Though he wouldn't define it as such, Martin Luther is a person I consider to have lived a life devoted to ideas. Yet if you read biographies on him, you learn that in the latter parts of his life he was often sick and in serious pain.
For my I don't think there was ever a better novelist than Dostoevsky. He had epilepsy throughout his life.
Even if we are devoted to art, to ideas, to God, to anything beyond our material existence, we still have these bodies and these afflictions. We can't pretend that the physical pains that a person endures doesn't affect his or her life in ideas.
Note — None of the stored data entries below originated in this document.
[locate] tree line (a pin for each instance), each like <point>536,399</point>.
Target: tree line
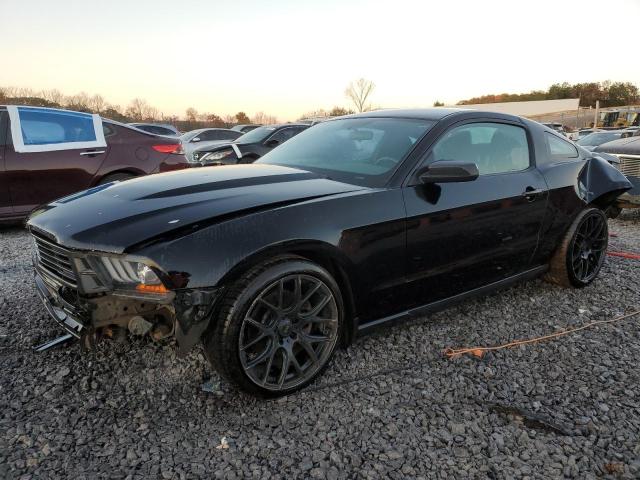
<point>138,110</point>
<point>610,94</point>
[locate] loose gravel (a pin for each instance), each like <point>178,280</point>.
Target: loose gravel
<point>391,405</point>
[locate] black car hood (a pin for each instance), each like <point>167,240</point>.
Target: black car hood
<point>629,145</point>
<point>116,216</point>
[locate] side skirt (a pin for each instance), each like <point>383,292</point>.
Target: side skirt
<point>447,302</point>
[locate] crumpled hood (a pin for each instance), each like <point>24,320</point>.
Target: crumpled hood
<point>113,217</point>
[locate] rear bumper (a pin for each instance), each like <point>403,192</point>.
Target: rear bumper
<point>61,312</point>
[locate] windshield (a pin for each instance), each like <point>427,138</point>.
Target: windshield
<point>595,139</point>
<point>256,135</point>
<point>360,151</point>
<point>185,137</point>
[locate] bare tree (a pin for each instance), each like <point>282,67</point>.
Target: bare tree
<point>97,103</point>
<point>192,114</point>
<point>358,92</point>
<point>138,109</point>
<point>264,119</point>
<point>54,95</point>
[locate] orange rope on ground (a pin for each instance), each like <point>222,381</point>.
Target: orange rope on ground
<point>480,351</point>
<point>633,256</point>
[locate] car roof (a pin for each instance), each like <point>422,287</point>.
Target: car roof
<point>434,114</point>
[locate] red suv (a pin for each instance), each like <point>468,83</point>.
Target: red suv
<point>48,153</point>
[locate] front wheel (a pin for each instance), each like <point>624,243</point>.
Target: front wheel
<point>277,328</point>
<point>581,254</point>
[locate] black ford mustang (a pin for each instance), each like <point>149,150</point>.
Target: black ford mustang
<point>357,222</point>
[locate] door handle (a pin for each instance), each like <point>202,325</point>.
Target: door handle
<point>93,152</point>
<point>531,193</point>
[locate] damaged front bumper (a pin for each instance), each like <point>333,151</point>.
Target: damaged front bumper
<point>186,315</point>
<point>62,312</point>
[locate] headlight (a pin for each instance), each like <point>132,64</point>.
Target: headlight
<point>130,275</point>
<point>216,156</point>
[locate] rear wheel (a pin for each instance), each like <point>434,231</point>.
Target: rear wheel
<point>278,327</point>
<point>115,177</point>
<point>581,254</point>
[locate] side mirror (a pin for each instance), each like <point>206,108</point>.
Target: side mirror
<point>446,171</point>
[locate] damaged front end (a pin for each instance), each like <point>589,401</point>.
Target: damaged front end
<point>93,295</point>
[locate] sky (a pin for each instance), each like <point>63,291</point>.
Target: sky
<point>287,57</point>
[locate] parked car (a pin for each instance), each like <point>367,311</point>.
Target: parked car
<point>592,140</point>
<point>206,137</point>
<point>245,127</point>
<point>60,154</point>
<point>588,131</point>
<point>627,151</point>
<point>249,147</point>
<point>630,132</point>
<point>157,128</point>
<point>558,127</point>
<point>358,222</point>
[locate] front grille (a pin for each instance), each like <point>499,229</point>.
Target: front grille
<point>55,260</point>
<point>630,165</point>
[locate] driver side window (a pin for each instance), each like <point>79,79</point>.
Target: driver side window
<point>493,147</point>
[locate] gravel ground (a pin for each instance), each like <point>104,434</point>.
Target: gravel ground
<point>391,405</point>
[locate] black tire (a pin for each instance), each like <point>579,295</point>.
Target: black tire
<point>579,258</point>
<point>120,177</point>
<point>282,338</point>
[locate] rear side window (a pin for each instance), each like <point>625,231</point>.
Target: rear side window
<point>228,135</point>
<point>4,124</point>
<point>157,130</point>
<point>493,147</point>
<point>36,129</point>
<point>561,149</point>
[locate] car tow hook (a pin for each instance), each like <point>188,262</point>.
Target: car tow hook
<point>54,343</point>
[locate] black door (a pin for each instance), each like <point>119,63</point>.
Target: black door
<point>461,236</point>
<point>6,209</point>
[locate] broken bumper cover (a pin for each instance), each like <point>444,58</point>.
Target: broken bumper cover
<point>193,311</point>
<point>631,198</point>
<point>62,312</point>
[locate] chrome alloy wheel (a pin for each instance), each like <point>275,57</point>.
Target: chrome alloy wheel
<point>289,332</point>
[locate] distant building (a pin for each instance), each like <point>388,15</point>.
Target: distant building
<point>527,109</point>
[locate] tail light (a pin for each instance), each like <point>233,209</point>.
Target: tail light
<point>175,148</point>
But what of mental afflictions?
I have obsessive-compulsive tendencies along the pure obsessive variety. Last summer I had obsessive fears that I'll be arrested for something I didn't really do and be taken to prison away from my family (this has got to be some pent up guilt about something, right?). Those fears have largely passed and now seem immaterial and distant--but at the time they consumed my mind, dominating my day to day thought, and they do occasionally (and briefly) pop up again. Lately certain words that I don't like to think keep popping into my head though I don't want them to--that's the form it's been taking. I can't control my own thoughts--the words just pop into my consciousness without my control.
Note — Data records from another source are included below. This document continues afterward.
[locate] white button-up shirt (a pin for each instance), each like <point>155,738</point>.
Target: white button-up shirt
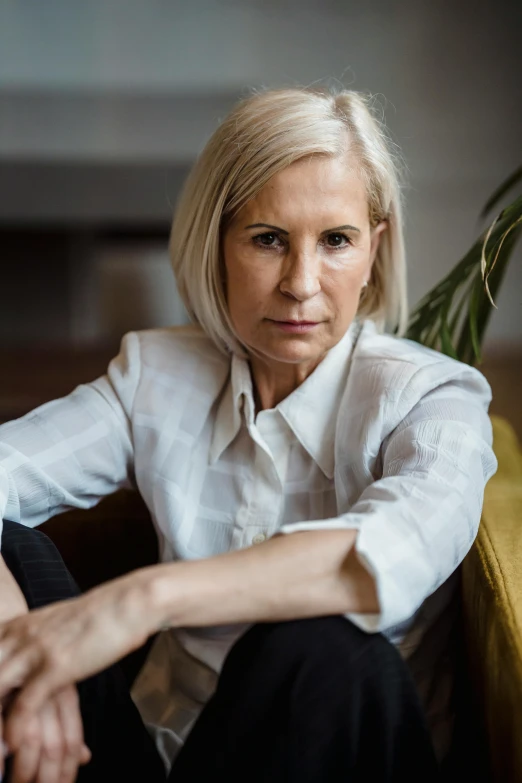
<point>386,437</point>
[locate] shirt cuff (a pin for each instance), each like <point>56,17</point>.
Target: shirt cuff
<point>389,602</point>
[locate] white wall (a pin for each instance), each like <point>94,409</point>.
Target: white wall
<point>450,73</point>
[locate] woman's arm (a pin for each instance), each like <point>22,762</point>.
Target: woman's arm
<point>71,452</point>
<point>308,574</point>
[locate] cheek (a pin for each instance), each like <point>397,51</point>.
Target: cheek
<point>248,288</point>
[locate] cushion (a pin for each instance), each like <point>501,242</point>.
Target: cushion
<point>492,599</point>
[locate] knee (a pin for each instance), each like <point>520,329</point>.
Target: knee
<point>324,642</point>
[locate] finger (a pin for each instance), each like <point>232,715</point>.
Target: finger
<point>36,692</point>
<point>53,749</point>
<point>16,665</point>
<point>76,752</point>
<point>25,760</point>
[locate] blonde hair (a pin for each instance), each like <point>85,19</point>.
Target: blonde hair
<point>262,135</point>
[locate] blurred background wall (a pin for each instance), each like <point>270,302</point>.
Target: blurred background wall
<point>105,104</point>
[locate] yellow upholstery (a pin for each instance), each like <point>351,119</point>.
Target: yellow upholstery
<point>492,595</point>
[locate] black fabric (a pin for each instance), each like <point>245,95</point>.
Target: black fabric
<point>313,700</point>
<point>122,749</point>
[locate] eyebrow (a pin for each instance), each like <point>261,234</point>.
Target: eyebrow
<point>282,230</point>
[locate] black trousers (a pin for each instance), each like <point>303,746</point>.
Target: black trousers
<point>314,701</point>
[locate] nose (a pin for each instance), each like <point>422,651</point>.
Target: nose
<point>300,277</point>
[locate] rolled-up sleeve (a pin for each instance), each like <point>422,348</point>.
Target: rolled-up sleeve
<point>417,522</point>
<point>73,451</point>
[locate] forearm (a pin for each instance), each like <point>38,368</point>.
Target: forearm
<point>306,574</point>
<point>12,601</point>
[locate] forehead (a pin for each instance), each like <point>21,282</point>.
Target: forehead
<point>316,186</point>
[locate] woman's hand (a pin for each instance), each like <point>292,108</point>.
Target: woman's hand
<point>52,746</point>
<point>61,644</point>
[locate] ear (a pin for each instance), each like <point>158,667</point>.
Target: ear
<point>375,238</point>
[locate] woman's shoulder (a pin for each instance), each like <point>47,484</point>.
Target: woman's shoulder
<point>397,363</point>
<point>168,347</point>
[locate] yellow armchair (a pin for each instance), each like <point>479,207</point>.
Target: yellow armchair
<point>492,604</point>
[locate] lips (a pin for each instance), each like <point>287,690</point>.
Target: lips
<point>295,327</point>
<point>295,323</point>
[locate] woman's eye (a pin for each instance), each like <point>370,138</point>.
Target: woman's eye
<point>337,240</point>
<point>268,239</point>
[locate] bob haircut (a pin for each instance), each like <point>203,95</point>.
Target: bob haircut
<point>262,135</point>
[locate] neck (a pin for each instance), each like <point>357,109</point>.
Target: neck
<point>275,381</point>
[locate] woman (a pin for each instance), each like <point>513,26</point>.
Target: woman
<point>314,483</point>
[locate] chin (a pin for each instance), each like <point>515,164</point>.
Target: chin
<point>292,351</point>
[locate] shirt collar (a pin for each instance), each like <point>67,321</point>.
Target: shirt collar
<point>310,411</point>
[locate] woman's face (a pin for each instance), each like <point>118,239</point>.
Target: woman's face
<point>296,257</point>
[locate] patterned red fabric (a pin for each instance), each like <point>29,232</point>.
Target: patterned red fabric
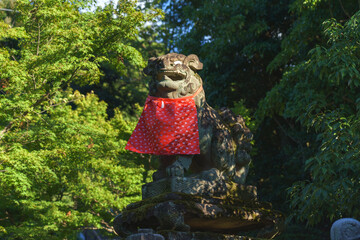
<point>167,127</point>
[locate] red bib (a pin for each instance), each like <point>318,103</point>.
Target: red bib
<point>167,127</point>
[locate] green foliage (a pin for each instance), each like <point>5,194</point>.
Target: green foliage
<point>302,58</point>
<point>235,39</point>
<point>66,171</point>
<point>62,160</point>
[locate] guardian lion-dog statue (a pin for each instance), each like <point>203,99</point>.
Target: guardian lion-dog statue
<point>224,139</point>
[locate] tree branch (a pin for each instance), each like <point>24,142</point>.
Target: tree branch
<point>37,103</point>
<point>38,46</point>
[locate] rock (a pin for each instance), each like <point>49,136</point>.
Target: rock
<point>182,212</point>
<point>345,229</point>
Today something else is happening. I had a bad dream last night--I dreamt that I went to work and left my son at home in his crib, thinking my wife had taken him to daycare, and not realizing it until I was a half hour from home. It was a horrifying dream--I felt relief when I woke, and I checked on him still. And today, though I have distinct, specific memories of taking my son to daycare, though I even have material evidence that I was at the daycare facility, though I can think on the specific details of everything I did with him this morning, somehow my dream is lingering. Somehow I fear that I've botched things badly. That I forgot him. That I imagined taking him to daycare. Somehow the dream I had is more real than the reality I experienced this morning.
So that's my cross to bear--I get obsessive and consumed with thoughts I don't want to think about, thoughts that really attack and drain on me.
But...isn't neurosis part of a life in ideas, too? Would a Woody Allen movie be quite the same if he didn't have certain psychological hangups? Would Seinfeld even work if not for the insecurities and paranoia of George Costanza? What of the literature of Poe, of Hemingway? Aren't all our psychological hangups and disorders just a part of it all?